Store amplified DNA at 4 °C .
8h 3m
Dilute 1 µL amplified DNA to 100X in dH2O.
Take 2 µL diluted amplified DNA for quantification with Qubit dsDNA High sensitivity assay.
Warm AMPure XP beads to Room temperature .
Resuspend the AMPure XP beads by vortexing.
Transfer the sample to a 1.5 ml Microtubes.
Add 90 µL of resuspended AMPure XP beads to the amplification reaction and thoroughly mixed.
Incubate the sample on a Tube Revolver for 00:10:00 at Room temperature .
10m
Keep the tube on the magnet until eluate is clear and colorless, and pipette off the supernatant. Wash the beads with 200 µL of freshly prepared 70 % (v/v) ethanol for 00:00:30 and remove the ethanol using a pipette and discard.
Spin down and place the tube back on the magnet. Pipette off any residual ethanol.
30s
Allow to dry for 00:05:00
Note
Do not dry the pellet to the point of cracking.
5m
Remove the tube from the magnetic rack and resuspend pellet in 30 µL Nuclease-free water. Incubate for 00:20:00 at Room temperature .
20m
Spin down and place the tube back on the magnet until the eluate is clear and colorless.
Remove and retain 30 µL of eluate in a clean 1.5 ml Microtube.
Dilute 1 µL purified amplified DNA to 100X in dH2O.
Take 2 µL diluted purified amplified DNA for quantification with Qubit dsDNA High sensitivity assay.
T7 endo I digestion
1h 15m 30s
For each reaction, mix the reagents in the following order in a clean 0.2 ml PCR tube. Add nuclease-free water until final volume of 25 µL . Mix gently by flicking the tube, and spin down.
| A | B | |
| 1.5 μg (Xμl) | amplified DNA | |
| 3μl | NEBuffer 2 | |
| 1.5μl | T7 Endonuclease I | |
| 25-Xμl | Nuclease-free water |
Incubate at 37 °C for 00:30:00 in thermal cycler.
30m
Make up the amplified DNA sample to a total volume of 50 µL with Nuclease-free water.

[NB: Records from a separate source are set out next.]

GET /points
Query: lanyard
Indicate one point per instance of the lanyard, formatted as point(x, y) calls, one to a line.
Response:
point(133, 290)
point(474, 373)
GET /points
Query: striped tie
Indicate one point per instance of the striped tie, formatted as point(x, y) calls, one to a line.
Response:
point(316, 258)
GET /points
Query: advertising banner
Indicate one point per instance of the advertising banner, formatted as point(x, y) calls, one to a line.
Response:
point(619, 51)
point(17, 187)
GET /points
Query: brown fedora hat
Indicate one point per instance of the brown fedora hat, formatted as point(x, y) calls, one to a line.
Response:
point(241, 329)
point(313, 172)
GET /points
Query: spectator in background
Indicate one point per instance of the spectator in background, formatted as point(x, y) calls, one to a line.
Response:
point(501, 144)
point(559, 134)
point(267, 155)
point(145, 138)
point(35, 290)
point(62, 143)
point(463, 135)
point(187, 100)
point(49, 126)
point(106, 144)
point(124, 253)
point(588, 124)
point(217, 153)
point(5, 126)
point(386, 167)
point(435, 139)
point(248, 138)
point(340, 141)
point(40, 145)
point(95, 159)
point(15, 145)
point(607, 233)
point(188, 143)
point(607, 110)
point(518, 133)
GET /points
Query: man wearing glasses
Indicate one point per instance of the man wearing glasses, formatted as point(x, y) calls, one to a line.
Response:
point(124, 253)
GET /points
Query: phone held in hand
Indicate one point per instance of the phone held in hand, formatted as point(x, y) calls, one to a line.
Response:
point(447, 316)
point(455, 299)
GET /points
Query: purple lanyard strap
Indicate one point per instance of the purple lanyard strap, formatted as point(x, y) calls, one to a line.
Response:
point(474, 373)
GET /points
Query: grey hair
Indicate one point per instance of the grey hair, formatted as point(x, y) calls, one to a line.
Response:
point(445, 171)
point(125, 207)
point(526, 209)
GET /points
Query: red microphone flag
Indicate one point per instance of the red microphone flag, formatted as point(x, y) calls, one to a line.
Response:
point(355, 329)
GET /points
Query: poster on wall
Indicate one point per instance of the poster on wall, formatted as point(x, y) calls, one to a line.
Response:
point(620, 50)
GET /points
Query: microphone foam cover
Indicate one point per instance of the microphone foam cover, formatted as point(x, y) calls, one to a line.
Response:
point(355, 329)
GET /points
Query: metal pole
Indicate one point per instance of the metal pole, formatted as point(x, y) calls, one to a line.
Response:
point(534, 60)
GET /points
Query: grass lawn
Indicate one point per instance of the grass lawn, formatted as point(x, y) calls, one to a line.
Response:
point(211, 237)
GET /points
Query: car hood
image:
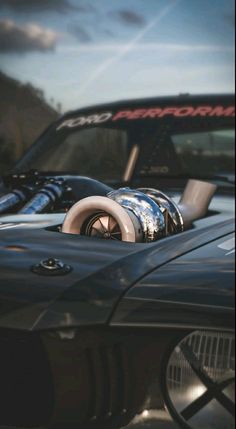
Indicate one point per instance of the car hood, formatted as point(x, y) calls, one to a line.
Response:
point(101, 273)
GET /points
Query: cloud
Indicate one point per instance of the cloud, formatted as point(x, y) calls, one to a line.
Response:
point(32, 6)
point(81, 34)
point(129, 17)
point(230, 19)
point(21, 39)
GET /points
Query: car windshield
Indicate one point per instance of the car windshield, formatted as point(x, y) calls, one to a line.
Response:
point(114, 150)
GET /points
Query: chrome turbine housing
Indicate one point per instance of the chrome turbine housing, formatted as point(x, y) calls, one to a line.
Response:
point(138, 215)
point(125, 214)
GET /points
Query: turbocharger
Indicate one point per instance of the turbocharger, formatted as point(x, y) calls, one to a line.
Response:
point(143, 215)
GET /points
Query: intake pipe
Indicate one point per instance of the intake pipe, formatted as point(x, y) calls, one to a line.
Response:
point(138, 215)
point(195, 201)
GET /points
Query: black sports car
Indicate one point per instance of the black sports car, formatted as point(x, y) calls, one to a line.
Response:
point(117, 268)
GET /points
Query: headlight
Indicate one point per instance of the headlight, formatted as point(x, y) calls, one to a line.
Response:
point(200, 381)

Transfer the sample to a clean 1.5 ml Microtubes.
Resuspend the AMPure XP beads by vortexing.
Add 30 µL of resuspended AMPure XP beads to the amplification reaction and thoroughly mixed. Incubate the sample on a Tube Revolver for 00:10:00 at Room temperature .
10m
Keep the tube on the magnet until eluate is clear and colorless, and pipette off the supernatant.
Wash the beads with 200 µL of freshly prepared 70 % (v/v) ethanol for 00:00:30 and remove the ethanol using a pipette and discard. Spin down and place the tube back on the magnet. Pipette off any residual ethanol.
30s
Repeat step 21 again.
Allow to dry for 00:05:00 , but do not dry the pellet to the point of cracking.
5m
Remove the tube from the magnetic rack and resuspend pellet in 49 µL Nuclease-free water. Incubate for 20 minutes at RT. Spin down and place the tube back on the magnet until the eluate is clear and colorless.
Remove and retain 49 μl of eluate in a clean 1.5 ml microtubes.
Take 1 μl purified DNA for quantification with Qubit dsDNA High sensitivity assay.
ONT library prep and ONT sequencing
ONT library prep were followed ONT Ligation sequencing gDNA (SQK-LSK109) protocol.